A Blue Origin de Jeff Bezos está buscando aprovação regulatória para lançar uma enorme rede de satélites – mais de 50.000 espaçonaves – destinada a funcionar como data centers em órbita. Esta medida sinaliza um interesse crescente dentro da indústria tecnológica em transferir para fora do planeta as operações com utilização intensiva de computação, impulsionada pelo desejo de energia solar ilimitada, regulamentações flexíveis e pelas crescentes exigências da inteligência artificial.
A lógica por trás da computação orbital
A ideia central por trás do “Projeto Sunrise”, como a Blue Origin o chama, é aliviar a pressão sobre os data centers terrestres. O armazenamento e processamento de dados tradicionais exigem recursos hídricos e energéticos significativos, especialmente à medida que as cargas de trabalho de IA crescem exponencialmente. A computação baseada no espaço contorna estas restrições: a luz solar é gratuita e as operações orbitais enfrentam menos obstáculos burocráticos. A visão é que a futura inferência de IA aconteça cada vez mais em órbita, aproveitando as vantagens únicas do ambiente espacial.

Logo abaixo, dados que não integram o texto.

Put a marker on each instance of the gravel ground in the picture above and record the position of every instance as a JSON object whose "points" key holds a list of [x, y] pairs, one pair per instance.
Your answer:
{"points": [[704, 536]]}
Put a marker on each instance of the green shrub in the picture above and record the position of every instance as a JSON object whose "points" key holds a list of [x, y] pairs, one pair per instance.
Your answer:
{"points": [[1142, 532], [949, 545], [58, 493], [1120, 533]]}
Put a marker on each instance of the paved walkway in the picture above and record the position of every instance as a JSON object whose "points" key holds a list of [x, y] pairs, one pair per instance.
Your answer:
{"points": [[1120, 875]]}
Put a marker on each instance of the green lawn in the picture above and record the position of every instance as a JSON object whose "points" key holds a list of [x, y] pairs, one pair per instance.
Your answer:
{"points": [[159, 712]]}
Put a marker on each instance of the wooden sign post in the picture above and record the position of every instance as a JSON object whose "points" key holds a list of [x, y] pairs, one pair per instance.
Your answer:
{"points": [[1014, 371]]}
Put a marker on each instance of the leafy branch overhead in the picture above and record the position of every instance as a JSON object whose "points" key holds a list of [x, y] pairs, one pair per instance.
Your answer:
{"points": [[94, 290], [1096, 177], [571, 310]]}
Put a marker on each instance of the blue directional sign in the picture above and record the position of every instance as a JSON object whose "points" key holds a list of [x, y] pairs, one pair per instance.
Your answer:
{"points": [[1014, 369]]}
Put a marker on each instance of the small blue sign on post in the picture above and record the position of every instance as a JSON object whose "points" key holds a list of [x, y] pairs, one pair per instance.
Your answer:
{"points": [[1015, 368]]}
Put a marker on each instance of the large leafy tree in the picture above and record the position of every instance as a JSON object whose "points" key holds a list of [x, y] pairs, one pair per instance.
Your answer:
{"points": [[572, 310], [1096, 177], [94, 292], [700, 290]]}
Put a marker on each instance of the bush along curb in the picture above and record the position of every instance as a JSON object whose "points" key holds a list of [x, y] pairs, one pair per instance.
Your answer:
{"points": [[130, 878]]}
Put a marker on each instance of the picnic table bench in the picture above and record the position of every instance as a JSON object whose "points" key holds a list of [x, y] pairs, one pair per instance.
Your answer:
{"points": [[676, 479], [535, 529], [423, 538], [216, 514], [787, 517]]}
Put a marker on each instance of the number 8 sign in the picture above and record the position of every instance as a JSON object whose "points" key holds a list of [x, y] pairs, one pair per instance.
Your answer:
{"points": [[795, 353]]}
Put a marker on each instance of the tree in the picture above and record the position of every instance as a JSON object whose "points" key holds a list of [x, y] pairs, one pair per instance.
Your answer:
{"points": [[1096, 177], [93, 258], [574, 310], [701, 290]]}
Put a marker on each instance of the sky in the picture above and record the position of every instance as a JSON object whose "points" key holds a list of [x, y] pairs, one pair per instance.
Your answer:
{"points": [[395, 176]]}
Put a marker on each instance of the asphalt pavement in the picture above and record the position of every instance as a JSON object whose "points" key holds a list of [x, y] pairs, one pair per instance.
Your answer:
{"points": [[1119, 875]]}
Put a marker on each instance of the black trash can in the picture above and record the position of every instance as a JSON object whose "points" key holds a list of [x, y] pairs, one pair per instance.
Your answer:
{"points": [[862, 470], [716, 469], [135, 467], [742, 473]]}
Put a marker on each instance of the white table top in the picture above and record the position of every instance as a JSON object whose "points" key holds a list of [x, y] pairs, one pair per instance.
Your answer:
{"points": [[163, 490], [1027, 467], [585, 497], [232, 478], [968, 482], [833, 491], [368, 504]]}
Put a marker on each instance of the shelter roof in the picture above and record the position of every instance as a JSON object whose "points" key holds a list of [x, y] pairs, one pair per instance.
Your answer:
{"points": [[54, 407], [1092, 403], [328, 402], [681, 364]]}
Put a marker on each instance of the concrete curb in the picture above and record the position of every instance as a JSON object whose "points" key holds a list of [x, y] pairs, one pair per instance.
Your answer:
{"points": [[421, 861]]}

Competição e Desafios em Dados Espaciais
A Blue Origin não está sozinha nessa busca. A SpaceX propôs lançar um milhão de satélites para processamento distribuído de dados, enquanto a startup Starcloud prevê 60 mil espaçonaves. Até o Google, por meio do seu “Projeto Suncatcher”, está preparando lançamentos de demonstração em parceria com o Planet Labs. No entanto, a realização destes projectos enfrenta grandes obstáculos económicos e tecnológicos.

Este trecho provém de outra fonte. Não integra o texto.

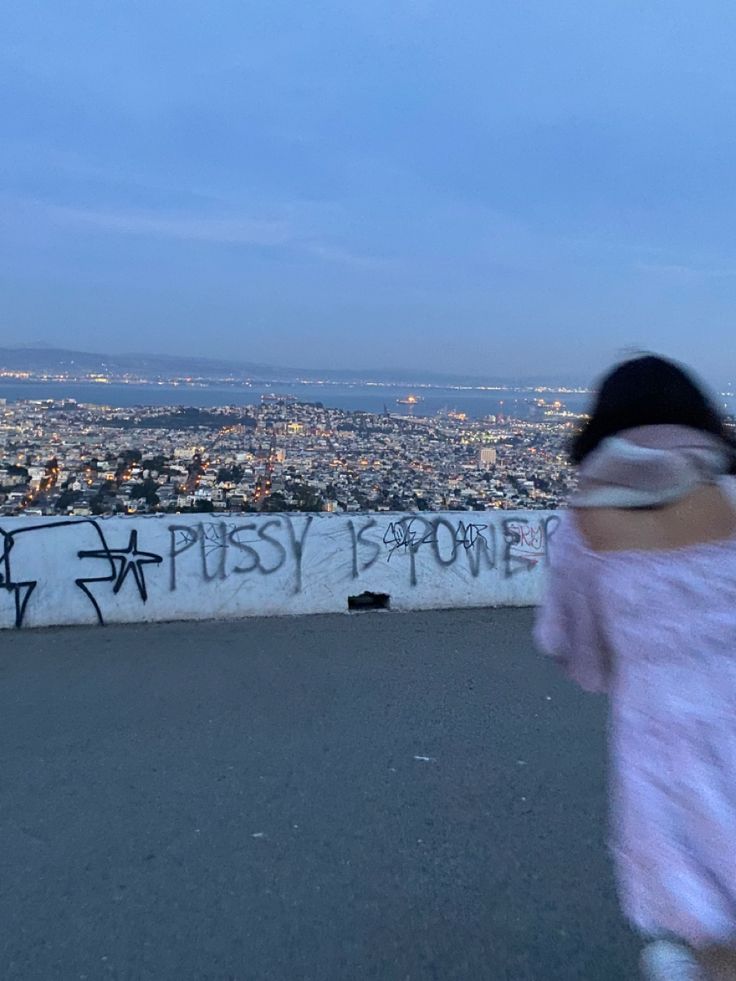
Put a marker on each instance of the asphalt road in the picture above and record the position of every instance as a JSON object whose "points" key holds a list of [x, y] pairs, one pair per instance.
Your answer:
{"points": [[393, 796]]}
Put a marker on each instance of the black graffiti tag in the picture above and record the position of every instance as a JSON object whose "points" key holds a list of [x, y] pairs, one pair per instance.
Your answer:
{"points": [[225, 549]]}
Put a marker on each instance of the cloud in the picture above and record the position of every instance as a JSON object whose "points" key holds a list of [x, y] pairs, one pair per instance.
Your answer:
{"points": [[684, 271], [297, 232], [223, 231]]}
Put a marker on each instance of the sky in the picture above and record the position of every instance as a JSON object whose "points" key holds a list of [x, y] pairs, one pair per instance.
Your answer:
{"points": [[524, 187]]}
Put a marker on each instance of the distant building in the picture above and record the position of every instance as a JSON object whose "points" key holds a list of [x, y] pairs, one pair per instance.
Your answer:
{"points": [[487, 456]]}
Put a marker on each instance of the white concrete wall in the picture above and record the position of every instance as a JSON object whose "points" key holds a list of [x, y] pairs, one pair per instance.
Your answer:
{"points": [[170, 567]]}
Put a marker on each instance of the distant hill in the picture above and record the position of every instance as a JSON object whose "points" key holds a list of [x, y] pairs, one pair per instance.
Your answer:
{"points": [[49, 359]]}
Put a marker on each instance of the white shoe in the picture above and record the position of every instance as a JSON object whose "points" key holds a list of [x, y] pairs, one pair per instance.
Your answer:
{"points": [[664, 960]]}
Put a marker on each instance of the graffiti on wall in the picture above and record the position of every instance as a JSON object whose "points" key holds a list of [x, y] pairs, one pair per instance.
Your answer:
{"points": [[225, 548], [23, 564], [126, 562]]}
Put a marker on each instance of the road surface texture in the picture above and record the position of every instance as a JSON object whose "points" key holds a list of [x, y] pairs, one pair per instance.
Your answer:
{"points": [[380, 795]]}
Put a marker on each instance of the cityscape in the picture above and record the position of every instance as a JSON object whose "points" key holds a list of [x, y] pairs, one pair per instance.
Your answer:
{"points": [[63, 457]]}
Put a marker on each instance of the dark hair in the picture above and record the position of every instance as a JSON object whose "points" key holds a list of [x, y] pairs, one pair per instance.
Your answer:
{"points": [[648, 391]]}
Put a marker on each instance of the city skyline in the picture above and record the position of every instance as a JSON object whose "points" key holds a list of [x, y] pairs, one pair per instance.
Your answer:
{"points": [[331, 185]]}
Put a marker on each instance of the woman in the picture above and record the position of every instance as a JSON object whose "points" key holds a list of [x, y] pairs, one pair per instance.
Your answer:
{"points": [[642, 605]]}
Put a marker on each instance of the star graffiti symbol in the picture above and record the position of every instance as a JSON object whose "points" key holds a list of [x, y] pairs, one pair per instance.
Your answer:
{"points": [[127, 560], [131, 560]]}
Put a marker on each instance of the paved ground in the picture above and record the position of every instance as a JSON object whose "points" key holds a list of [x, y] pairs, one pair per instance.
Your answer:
{"points": [[251, 801]]}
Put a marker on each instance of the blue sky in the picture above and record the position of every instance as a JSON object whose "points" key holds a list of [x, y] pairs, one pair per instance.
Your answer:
{"points": [[456, 185]]}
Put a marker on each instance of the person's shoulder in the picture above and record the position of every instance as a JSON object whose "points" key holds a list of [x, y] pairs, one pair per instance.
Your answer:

- Resfriamento: Manter os processadores operacionais nas temperaturas extremas do espaço continua sendo um desafio significativo.

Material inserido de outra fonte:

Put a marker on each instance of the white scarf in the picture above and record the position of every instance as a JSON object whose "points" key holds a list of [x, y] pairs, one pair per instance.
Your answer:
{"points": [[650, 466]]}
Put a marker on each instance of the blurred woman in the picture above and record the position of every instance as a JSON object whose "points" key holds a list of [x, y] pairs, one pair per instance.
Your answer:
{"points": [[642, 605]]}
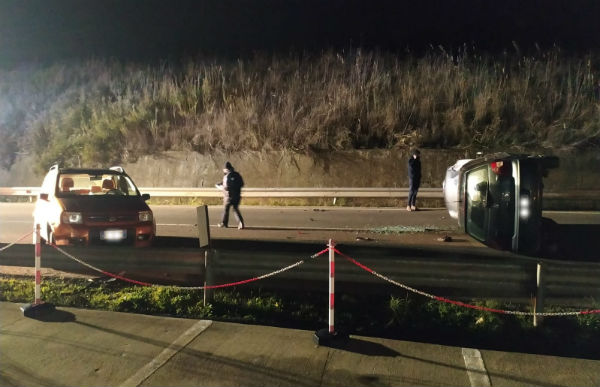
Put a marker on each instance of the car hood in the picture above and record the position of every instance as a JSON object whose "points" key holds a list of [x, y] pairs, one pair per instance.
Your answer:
{"points": [[104, 203]]}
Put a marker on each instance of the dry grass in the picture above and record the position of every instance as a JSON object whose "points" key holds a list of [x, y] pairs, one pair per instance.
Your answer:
{"points": [[100, 112]]}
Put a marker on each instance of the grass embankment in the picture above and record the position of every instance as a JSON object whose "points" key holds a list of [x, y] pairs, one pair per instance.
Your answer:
{"points": [[394, 315], [101, 112]]}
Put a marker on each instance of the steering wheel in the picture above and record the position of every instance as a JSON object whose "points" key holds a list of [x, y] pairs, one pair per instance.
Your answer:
{"points": [[114, 192]]}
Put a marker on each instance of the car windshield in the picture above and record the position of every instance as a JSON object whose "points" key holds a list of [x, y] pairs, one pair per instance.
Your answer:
{"points": [[476, 202], [79, 184]]}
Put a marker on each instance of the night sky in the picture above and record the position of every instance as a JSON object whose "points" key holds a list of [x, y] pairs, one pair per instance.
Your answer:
{"points": [[142, 30]]}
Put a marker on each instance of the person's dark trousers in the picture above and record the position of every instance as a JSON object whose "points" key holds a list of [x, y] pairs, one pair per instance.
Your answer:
{"points": [[412, 193], [236, 211]]}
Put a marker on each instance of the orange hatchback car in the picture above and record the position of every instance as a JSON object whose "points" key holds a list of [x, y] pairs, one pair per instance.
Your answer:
{"points": [[89, 206]]}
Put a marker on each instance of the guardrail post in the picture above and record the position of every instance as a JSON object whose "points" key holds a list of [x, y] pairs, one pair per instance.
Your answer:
{"points": [[38, 307], [203, 226], [328, 336], [207, 295], [538, 301]]}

- Comunicações: A comunicação confiável entre satélites usando lasers poderosos em grande escala não está comprovada.
- Radiação: O ambiente espacial hostil pode degradar o desempenho do chip ao longo do tempo.
- Custos de lançamento: O preço para alcançar a órbita deve cair drasticamente – muitos estão apostando na nave estelar da SpaceX para conseguir isso.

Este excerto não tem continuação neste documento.